Guidance to end-users in Ireland

Introduction

The Windsor Framework is a post-Brexit legal agreement between the EU and the UK and will have an impact on several areas including medicines. It is due to come into effect on 1 January 2025, on condition that certain written guarantees being given by the UK Government to the EU are provided before then.

Some of the changes due to be introduced by the Windsor Framework at the end of this year will have an impact from an FMD perspective throughout Europe, particularly in countries like Ireland that have strong traditional links with the UK.

What will change in the UK due to the Windsor Framework?

FMD will no longer apply in Northern Ireland from 1 January 2025, having already been disapplied in the rest of the UK at the time of Brexit. The UKNI medicines verification system will cease to operate and the data in it will be deleted. Pharmacies, hospitals and wholesalers in Northern Ireland will be disconnected from the EU FMD system and will no longer have to scan packs.

The Medicines and Healthcare products Regulatory Agency (MHRA) has advised companies in the UK that 2D barcodes may remain on UK packs after FMD ceases to apply, as well as anti-tampering devices.

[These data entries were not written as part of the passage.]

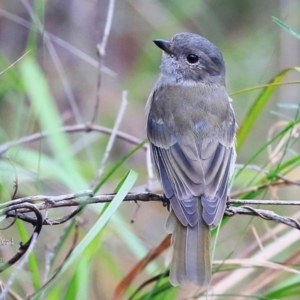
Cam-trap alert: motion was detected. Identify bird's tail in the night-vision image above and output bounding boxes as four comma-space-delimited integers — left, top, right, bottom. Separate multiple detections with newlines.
166, 211, 211, 287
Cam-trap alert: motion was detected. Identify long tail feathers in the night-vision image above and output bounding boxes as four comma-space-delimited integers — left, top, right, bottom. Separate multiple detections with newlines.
166, 212, 211, 287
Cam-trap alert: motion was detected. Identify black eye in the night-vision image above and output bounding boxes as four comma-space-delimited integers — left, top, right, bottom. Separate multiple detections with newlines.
186, 54, 199, 64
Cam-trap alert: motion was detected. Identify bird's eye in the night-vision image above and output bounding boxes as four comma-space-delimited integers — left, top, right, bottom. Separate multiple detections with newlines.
186, 54, 199, 64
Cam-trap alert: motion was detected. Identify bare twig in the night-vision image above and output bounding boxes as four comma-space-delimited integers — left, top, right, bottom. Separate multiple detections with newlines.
0, 123, 147, 155
91, 0, 115, 124
0, 232, 39, 300
0, 8, 118, 78
0, 190, 300, 229
90, 91, 127, 189
235, 164, 300, 185
0, 200, 43, 273
21, 0, 82, 123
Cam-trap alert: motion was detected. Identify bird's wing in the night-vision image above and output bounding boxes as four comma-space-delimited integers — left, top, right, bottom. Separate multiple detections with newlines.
147, 95, 235, 226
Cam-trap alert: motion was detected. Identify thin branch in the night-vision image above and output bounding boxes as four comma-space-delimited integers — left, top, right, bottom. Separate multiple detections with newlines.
0, 123, 147, 155
235, 164, 300, 186
0, 8, 118, 78
21, 0, 82, 124
91, 0, 115, 124
90, 91, 127, 189
0, 200, 43, 273
0, 232, 38, 300
0, 190, 300, 229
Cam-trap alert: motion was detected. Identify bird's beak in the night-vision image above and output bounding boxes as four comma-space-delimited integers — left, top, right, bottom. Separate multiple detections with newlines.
153, 40, 173, 55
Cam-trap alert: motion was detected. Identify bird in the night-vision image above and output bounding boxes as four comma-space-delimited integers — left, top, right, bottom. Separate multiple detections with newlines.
146, 32, 237, 288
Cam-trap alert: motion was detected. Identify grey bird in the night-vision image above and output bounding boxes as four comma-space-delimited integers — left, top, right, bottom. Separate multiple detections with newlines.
146, 33, 236, 287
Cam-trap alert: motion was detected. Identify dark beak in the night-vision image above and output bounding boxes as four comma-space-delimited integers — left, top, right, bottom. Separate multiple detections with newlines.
153, 40, 173, 55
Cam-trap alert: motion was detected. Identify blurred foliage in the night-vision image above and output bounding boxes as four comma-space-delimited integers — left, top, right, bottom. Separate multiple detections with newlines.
0, 0, 300, 299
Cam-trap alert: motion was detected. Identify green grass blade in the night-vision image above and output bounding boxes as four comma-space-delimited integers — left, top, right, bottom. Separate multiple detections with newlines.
34, 170, 138, 299
20, 56, 86, 189
272, 17, 300, 39
237, 68, 300, 151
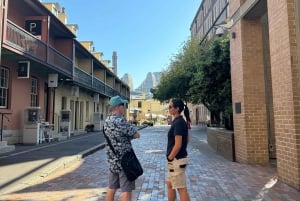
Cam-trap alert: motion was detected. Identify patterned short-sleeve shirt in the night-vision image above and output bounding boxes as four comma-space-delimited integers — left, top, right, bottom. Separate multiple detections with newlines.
104, 115, 137, 173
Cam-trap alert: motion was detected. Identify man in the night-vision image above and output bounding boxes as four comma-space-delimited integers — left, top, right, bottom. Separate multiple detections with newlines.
104, 96, 140, 201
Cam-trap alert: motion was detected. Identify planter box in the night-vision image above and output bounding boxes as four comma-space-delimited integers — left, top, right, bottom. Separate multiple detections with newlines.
207, 127, 235, 161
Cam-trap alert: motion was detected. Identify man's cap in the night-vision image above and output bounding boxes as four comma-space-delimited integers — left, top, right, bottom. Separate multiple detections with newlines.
108, 96, 128, 107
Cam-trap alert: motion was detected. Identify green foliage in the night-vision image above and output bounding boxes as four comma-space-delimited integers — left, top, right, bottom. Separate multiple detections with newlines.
151, 33, 232, 126
151, 39, 200, 102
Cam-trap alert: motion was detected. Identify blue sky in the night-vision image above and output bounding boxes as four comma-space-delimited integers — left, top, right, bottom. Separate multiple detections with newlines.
43, 0, 201, 88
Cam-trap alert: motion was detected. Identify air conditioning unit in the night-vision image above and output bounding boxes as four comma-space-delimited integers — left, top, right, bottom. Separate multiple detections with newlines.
93, 93, 99, 103
48, 74, 58, 87
71, 86, 79, 98
18, 61, 30, 78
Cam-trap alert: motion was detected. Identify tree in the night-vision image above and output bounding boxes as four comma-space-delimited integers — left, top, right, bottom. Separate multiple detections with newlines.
191, 36, 232, 127
151, 36, 233, 129
151, 38, 200, 103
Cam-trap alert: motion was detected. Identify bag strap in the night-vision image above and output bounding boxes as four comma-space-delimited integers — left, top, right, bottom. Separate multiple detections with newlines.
103, 126, 117, 156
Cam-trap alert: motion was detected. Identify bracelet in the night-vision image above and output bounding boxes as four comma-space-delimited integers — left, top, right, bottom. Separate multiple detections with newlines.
167, 157, 174, 162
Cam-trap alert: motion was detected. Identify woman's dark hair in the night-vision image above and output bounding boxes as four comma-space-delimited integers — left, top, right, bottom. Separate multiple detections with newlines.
172, 98, 191, 122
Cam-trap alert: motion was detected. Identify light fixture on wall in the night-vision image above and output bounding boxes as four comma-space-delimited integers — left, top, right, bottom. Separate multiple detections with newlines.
213, 19, 235, 38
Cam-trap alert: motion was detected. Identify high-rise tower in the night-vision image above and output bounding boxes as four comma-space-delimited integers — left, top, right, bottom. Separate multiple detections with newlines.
112, 51, 118, 75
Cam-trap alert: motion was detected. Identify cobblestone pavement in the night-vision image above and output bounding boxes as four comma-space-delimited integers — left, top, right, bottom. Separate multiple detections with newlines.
0, 126, 300, 201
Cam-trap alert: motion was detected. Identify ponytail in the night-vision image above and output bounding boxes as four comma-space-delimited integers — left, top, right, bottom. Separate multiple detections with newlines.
183, 105, 191, 122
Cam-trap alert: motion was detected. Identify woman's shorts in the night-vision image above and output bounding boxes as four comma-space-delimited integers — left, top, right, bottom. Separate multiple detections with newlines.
108, 171, 135, 192
167, 158, 188, 189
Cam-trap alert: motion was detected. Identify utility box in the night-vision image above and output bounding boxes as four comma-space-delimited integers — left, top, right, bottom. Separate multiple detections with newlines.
23, 107, 41, 144
59, 110, 71, 138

In addition, all packs placed on the UK market from 1 January 2025 must be labelled as ‘UK Only’, however we expect that it will take some time before packs with this additional text appear in Ireland.

How will the Windsor Framework have an impact in Ireland? 

FMD still applies across the EU post Windsor Framework, and FMD obligations for pharmacies and hospitals in Ireland are unchanged.

The key impact of the Windsor Framework relates to UK packs that move into EU markets. Some of the changes introduced by the Windsor Framework will have an impact from an FMD perspective in Ireland where the UK is a source of exempt medicinal products (EMPs) (also known as unlicensed medicines, or ULMs).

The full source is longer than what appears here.